The global partnership for development requires developed
countries to help create a more enabling international trade and
aid environment in which developing countries can also thrive.

However, the role of developed nations in the realization of
MDGs is complementary at best. The blunt reality remains: Each
developing country has the primary responsibility for its own
economic, social and environmental development. This means that
the achievement of the MDGs depends mainly on a country's good
governance system -- the ability of a government to facilitate
and establish the framework for economic growth through sound
macroeconomic policies and providing such public goods as basic
infrastructure, public health and education.

The experiences with poverty-alleviation programs in many
countries point to several main barriers to achieving MDGs: Bad
governance or corrupt government, poverty traps, poor economic
policies and denials of human rights.

Sound macroeconomic policies are crucial to poverty
alleviation because it is private investment that should be the
locomotive of economic growth.

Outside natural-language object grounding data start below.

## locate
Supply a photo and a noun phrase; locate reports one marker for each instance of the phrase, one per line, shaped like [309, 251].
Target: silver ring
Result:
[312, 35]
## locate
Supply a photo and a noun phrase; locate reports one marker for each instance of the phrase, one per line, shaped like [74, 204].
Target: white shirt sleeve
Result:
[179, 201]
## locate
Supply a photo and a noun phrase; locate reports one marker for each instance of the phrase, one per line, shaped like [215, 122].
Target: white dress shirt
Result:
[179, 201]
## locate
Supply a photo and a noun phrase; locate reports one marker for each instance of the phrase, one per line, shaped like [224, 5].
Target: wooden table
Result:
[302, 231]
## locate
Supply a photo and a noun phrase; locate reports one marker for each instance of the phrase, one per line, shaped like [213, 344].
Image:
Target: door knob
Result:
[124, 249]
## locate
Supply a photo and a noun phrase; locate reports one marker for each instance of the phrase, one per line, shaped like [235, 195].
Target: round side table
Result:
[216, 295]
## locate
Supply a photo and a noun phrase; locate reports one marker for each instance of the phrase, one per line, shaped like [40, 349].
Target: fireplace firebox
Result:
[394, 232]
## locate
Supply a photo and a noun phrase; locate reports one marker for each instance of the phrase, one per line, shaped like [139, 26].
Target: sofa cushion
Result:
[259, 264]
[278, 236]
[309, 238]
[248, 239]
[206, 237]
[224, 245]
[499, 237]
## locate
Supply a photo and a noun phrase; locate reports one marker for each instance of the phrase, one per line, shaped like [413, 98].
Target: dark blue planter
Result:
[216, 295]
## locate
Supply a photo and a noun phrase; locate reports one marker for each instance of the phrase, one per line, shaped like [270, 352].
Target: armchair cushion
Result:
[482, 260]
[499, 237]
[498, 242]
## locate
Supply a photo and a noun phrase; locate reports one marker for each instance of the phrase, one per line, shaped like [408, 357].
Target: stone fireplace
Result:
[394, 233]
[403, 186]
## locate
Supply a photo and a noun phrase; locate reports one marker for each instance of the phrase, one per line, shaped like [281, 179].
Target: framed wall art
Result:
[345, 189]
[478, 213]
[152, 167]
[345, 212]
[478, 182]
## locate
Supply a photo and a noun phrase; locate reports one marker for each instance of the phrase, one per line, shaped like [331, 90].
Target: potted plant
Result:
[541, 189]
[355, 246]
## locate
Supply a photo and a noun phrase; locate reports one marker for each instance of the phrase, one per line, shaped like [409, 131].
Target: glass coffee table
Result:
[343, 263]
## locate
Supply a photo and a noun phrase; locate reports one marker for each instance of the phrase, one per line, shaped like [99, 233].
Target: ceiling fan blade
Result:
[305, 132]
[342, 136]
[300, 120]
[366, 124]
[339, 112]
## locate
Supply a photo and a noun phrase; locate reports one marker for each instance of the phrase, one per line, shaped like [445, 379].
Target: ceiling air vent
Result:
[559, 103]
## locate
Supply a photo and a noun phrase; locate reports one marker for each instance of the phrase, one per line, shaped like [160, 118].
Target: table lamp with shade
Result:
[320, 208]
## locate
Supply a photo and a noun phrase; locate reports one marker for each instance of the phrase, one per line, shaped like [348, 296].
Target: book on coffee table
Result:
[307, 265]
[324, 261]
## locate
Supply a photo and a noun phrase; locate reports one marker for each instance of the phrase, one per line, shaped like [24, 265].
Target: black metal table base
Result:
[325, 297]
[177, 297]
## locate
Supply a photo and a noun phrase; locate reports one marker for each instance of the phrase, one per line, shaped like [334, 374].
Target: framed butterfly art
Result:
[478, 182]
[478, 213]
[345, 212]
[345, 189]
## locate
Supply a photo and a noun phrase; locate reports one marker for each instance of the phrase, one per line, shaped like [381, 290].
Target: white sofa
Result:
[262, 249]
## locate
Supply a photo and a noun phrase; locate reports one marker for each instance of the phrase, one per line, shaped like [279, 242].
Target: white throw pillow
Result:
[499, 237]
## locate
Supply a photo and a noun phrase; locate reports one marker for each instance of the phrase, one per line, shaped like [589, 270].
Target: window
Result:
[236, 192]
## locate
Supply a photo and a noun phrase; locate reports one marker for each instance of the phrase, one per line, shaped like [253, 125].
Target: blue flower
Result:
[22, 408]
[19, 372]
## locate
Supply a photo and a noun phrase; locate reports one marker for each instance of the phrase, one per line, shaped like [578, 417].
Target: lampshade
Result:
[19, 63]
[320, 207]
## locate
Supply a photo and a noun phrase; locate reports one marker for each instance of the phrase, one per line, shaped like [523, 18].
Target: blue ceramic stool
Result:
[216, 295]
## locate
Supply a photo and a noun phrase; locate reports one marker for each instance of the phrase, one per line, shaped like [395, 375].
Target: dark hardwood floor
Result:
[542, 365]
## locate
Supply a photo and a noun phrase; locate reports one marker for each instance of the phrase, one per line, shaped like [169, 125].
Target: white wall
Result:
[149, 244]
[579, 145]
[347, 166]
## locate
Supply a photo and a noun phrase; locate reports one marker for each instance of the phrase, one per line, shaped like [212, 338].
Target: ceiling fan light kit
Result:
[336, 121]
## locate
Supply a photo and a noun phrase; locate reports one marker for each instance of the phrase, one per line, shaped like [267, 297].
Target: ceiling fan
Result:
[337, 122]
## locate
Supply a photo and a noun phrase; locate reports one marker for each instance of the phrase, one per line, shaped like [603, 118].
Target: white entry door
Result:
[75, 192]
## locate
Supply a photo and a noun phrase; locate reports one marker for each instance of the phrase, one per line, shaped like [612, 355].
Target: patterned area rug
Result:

Although growth does not always
automatically reduce absolute poverty, it is impossible to
alleviate poverty without economic growth. And there will never
be growth without public and private investment.

Good governance is vital for achieving MDGs because the market
mechanism is not by itself effective for reducing poverty,
especially in areas trapped in absolute poverty -- such as
villages that lack access to paved roads, vehicular
transportation and are acutely short of electricity and clean
water.

Market forces tend to bypass such poverty pockets because they
don't generate consumer demand and thus have little prospects for
commercial interests. Hence, the government has to intervene in
many ways to create a more equitable distribution of income and
increase public investment in such key areas as health,
education, infrastructure and environmental management-- areas
that are key to lifting people out of absolute poverty.

Obviously, governments controlled by a corrupt political
leadership have neither the will nor the ability to realize their
country's MDGs. In this case, no amount of international
assistance will help.

However, most of the developing countries, including
Indonesia, which signed the UN Millennium Declaration on MDGs,
have well-intentioned governments, which are strongly committed
to reducing poverty. But they lack the capability to empower
their poor people because of heavy debt-servicing burdens or
inadequate institutional capacity to implement good governance
practices.

It is these governments -- too poor or unable to make
meaningful public investment in human capital and physical
infrastructure -- that deserve more aid, technical assistance
and debt-relief from developed countries to realize their MDGs.